Electrochemical behavior of vinyl carbonate for lithium ion battery electrolyte

Electrochemical behavior of vinyl carbonate for lithium ion battery electrolyte

Electrolyte is an ionic conductor conducting between the positive and negative electrodes of batteries. Its performance and the interface condition formed by its interaction with the positive and negative electrodes greatly affect the performance of batteries [1-2].

At present, the most widely used electrolyte in commercial lithium ion batteries is a binary or ternary mixed solvent based on vinyl carbonate (EC) dissolved in conductive lithium salt LiPF6. These solvents are generally organic carbonate series, including dimethyl carbonate (DMC), diethyl carbonate (DEC), methyl ethyl carbonate (EMC). Propylene carbonate (PC) etc. [3-5]. The above organic solvents are mainly based on the following facts:

(1) LiPF6 does not react with solvents and can passivate the collector Al to protect it.

(2) EC has high dielectric constant and can provide high ionic conductivity.

(3) linear carbonate can effectively reduce the viscosity of electrolyte and help to form a stable SEI film (solid electrolyte phase boundary film) [3] on the surface of carbon negative electrode. However, the performance of this kind of electrolyte can not meet the requirements of high energy and high stability of lithium ion. Finding a new type of electrolyte is one of the important topics in the field of lithium ion battery research [6].

Therefore, a thorough understanding of the electrochemical behavior of existing organic solvents will help to develop new electrolytes, optimize the proportion of solvents and find suitable additives. The Cathodic Behavior of DMC, DEC, EMC and PC on platinum electrode and the deintercalation of lithium ion on carbon negative electrode are studied by linear potential scanning and cyclic voltammetry.

1. Three-electrode system was used in the electrochemical system. The working electrodes were platinum and carbon electrodes with diameter of 100 microns (electrode fabrication: graphite: PVDF = 92:8 (wt%) was dissolved in N-methyl pyrrolidone, stirred and evenly coated on copper foil, the electrode area was 0.2 cm 2), and large area of lithium metal was used as reference electrode and counter-electrode.
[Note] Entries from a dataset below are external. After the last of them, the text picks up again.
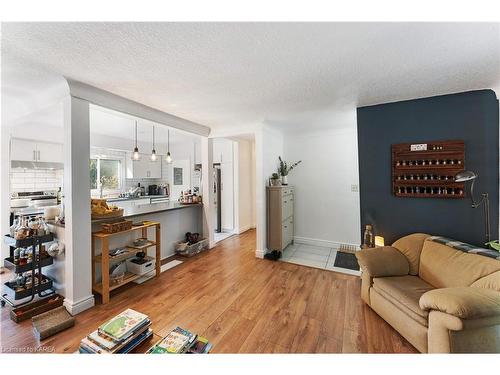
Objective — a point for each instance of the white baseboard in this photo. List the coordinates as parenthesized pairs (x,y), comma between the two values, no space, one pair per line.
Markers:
(321,243)
(243,229)
(260,254)
(79,306)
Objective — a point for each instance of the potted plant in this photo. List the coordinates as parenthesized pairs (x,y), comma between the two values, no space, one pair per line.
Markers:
(284,169)
(275,179)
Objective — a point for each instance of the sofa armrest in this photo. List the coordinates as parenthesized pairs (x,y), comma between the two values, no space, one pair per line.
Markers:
(383,261)
(464,302)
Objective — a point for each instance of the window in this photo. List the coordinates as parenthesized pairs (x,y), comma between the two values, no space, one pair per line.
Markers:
(105,174)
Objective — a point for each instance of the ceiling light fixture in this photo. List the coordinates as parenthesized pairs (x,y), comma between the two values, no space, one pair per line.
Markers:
(169,157)
(153,152)
(135,155)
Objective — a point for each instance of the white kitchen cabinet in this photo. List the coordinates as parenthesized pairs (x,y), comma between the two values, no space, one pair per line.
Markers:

The instrument used is CHI650B electrochemical workstation made in China. The potential values in this paper are all relative to Li/Li+values. The lithium salt of electrolyte is LiPF6 (Stella Chemical, Osaka Japan), and the solvents are battery-grade dimethyl carbonate (DMC), diethyl carbonate (DEC), methyl ethyl carbonate (EMC) and propylene carbonate (PC), respectively. The solvent is purified by adsorbing molecular sieve after distillation to a purity of more than 99.99%. The preparation of electrolyte and the assembly of batteries were carried out in glove box filled with high purity argon, and the concentration of LiPF6 was lmol/L. The electrolyte was dehydrated by molecular sieve adsorption. The water content was determined by Karl Fisher moisture analyzer KF831 (Swiss product). The water content of the electrolyte was determined to be less than 20 *10-4%. The acid content in the electrolyte was determined by Karl Fisher potentiometric titrator 798 GPT Titrino (native of Switzerland).

2 results and discussion

2.1 Physicochemical properties of common carbonates in electrolytes Solvent composition is a key factor affecting the conductivity of organic electrolytes. In order to develop organic electrolyte solution system with high conductivity, wide temperature range and electrochemical window, it is required in principle that the solvent system consisting of electrolyte has high dielectric constant, low viscosity, high boiling point, low solidification point and stable electrochemical properties. The main properties of organic solvents PC, DMC, DEC and EMC commonly used in lithium ion batteries are shown in Table 1. As can be seen from Table 1, cyclic carbonate PC has higher viscosity and dielectric constant, while linear fatty carbonate (DMC, DEC, EMC) has lower viscosity and dielectric constant. Therefore, a single solvent component has its drawbacks. At present, the mixed solvents of cyclic carbonate and linear carbonate are often used in commercial lithium ion batteries.

2.2 The Cathodic Behavior of one-component electrolyte on platinum electrode Figure 1 shows the cathodic reduction curve of one-component solvent DMC, DEC, EMC, PC on platinum electrode. It can be seen that the electrolyte decomposes to varying degrees after 0.8V. The results are consistent with those reported by Ein-Eli et al. [9] and Choi [10]. The reduction difficulty of various carbonates is DMC in turn.